Milbank Misplays The Race Card
I submit that, not only does Washington Post columnist Dana Milbank unfairly play the race card against Alabama Senator Jeff Sessions; in his myopic view, he totally fails to see where and how it actually should be played on the issue of illegal immigration.
WaPo columnist Dana Milbank headlines: Forget Politics. This Battle Is Personal
Alabama’s Jeff Sessions sure knows how to nurse a grudge. Talking about his family earlier this year, the Republican senator recalled that "Lincoln killed one of them at Antietam."
Now he is turning his prodigious anger on legislation the Senate is expected to approve on Thursday that would allow millions of illegal immigrants to become citizens. In the process, Sessions is taking on the White House, his leaders in the Senate, the Congressional Budget Office and business interests at home.
"This bill is one of the worst pieces of legislation to come before the Senate," he proclaimed at a news conference yesterday, his second on the topic in as many weeks. He paused, unsatisfied with that superlative. "It’s the worst piece of legislation to come before the Senate since I’ve been here."
This is absolutely political and were I from the South, I might take offense at Milbank’s choice of lede. It’s at least plausible that by highlighting Senator Session’s Southern roots while introducing the immigration issue, Milbank could be accused of subtly suggesting Sessions has racist motivations.
After all, isn’t that the same prodigious anger Milbank clearly states Sessions is turning against immigration legislation? Read it again without the break.
Alabama’s Jeff Sessions sure knows how to nurse a grudge. Talking about his family earlier this year, the Republican senator recalled that "Lincoln killed one of them at Antietam." Now he is turning his prodigious anger on legislation the Senate is expected to approve on Thursday that would allow millions of illegal immigrants to become citizens.
What Milbank fails to take into account is the incredible anger many Americans, North and South, Black, White, Brown and Red are feeling at this atrocious undermining of the value of American citizenship.

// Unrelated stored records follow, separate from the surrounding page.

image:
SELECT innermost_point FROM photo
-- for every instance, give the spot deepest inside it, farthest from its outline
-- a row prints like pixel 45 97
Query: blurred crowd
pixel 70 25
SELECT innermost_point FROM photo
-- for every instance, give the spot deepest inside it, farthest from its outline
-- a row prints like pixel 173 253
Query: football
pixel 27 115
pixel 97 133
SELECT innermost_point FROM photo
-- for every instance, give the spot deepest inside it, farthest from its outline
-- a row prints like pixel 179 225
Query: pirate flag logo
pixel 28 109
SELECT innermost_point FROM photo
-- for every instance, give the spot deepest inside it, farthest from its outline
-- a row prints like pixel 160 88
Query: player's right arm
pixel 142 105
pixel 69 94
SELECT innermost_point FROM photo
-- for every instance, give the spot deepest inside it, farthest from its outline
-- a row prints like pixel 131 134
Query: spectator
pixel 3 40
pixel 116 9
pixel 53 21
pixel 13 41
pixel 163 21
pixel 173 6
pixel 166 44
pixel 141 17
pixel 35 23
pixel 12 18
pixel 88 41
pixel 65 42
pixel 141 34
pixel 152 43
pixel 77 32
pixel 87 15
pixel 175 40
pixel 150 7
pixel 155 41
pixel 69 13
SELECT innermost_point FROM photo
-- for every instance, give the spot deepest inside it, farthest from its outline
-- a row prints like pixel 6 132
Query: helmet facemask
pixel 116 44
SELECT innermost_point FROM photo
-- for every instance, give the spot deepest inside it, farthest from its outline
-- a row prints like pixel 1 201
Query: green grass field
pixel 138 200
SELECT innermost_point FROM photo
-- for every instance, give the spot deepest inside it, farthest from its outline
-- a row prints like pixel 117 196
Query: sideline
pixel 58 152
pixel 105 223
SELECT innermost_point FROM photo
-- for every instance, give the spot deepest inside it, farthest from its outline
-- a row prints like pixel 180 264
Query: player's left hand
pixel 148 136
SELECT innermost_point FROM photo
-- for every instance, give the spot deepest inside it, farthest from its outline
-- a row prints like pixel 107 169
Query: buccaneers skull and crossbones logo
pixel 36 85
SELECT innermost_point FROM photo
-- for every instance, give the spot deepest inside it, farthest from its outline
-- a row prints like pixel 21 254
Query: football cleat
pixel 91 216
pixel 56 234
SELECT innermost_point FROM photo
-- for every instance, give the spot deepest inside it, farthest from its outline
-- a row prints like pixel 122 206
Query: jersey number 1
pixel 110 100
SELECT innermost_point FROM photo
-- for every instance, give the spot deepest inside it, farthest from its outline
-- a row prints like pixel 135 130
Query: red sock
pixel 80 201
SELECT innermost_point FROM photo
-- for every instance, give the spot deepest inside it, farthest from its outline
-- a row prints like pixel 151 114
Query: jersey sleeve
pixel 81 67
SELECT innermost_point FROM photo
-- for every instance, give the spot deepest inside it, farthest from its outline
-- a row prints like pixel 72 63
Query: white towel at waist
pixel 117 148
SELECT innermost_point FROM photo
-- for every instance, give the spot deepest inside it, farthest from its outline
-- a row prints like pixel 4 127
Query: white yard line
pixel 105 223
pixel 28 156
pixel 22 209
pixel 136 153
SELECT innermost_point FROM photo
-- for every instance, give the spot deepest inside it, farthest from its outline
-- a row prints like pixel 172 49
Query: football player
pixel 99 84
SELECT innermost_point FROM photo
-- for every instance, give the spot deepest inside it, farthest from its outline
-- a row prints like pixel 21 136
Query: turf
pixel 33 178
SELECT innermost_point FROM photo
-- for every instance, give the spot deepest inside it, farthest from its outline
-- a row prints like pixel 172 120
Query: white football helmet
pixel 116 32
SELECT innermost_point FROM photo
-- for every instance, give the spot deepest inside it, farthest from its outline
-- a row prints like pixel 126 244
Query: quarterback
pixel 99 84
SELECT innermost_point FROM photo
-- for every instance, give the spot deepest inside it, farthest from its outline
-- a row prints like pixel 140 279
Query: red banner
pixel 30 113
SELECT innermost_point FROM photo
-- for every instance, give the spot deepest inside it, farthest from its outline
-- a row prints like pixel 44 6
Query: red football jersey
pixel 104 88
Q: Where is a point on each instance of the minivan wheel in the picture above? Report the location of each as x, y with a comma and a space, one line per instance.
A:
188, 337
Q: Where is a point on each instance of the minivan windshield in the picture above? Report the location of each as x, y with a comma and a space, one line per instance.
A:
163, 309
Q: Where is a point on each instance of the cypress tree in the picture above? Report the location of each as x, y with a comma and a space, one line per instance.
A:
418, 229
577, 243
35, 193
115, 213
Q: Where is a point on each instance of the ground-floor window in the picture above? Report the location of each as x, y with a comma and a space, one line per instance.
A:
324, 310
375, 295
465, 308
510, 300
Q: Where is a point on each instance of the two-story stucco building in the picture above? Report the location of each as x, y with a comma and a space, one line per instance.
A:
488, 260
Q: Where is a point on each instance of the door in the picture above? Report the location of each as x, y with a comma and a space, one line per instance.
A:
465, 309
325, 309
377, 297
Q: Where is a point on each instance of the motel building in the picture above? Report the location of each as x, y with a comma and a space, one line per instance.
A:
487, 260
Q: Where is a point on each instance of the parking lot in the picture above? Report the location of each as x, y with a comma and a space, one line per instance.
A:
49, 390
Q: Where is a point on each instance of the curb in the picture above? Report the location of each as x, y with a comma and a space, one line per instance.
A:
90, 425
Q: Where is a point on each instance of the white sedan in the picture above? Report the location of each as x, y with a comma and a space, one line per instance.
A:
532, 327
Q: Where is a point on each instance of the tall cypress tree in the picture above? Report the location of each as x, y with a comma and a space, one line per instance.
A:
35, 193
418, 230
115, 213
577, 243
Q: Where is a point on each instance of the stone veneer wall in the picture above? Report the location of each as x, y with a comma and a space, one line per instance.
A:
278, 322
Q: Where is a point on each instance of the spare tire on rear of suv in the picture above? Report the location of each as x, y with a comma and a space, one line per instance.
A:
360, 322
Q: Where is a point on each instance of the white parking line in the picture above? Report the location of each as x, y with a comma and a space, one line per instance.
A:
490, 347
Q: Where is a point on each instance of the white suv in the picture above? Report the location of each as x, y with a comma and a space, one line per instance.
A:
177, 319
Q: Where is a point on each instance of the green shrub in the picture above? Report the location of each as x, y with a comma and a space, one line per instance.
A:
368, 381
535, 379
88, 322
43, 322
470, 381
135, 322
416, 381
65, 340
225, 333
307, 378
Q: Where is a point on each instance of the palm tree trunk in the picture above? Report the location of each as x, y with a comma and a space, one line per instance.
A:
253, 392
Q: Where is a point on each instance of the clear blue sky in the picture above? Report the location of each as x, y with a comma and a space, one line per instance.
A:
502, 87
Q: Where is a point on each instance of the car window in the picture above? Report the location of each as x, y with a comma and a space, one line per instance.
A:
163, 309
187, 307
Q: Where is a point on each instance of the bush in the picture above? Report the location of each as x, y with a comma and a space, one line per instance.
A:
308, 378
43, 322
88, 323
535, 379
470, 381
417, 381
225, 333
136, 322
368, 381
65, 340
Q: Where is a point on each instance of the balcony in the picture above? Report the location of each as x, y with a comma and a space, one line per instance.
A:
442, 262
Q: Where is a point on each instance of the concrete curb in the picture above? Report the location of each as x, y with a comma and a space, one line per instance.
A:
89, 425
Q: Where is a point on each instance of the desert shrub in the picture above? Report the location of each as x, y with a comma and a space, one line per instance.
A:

And although it’s spelled out for him in his own story, Milbank misses the point as to where the race card could justifiably be played.
Linda Scott of PBS’s "NewsHour" pointed out that the Alabama Farmers Federation takes the opposite view.
The senator fired back: "They want cheap labor and they’re not considering the interest of the United States of America."
Cheap farm labor? Of a different color and at a lower wage? Come on, Mr. Milbank. If you are such a keen observer of things, why don’t you call a spade a spade? Or is that Mexican in this case?
Between special interest groups served by a growing underclass and big business special interests intent on maintaining a steady supply of cheap labor, it’s apparent to many in this debate who has the interests of America in their heart … and who is simply looking for access to the 2006 equivalent of, or next best thing to slaves.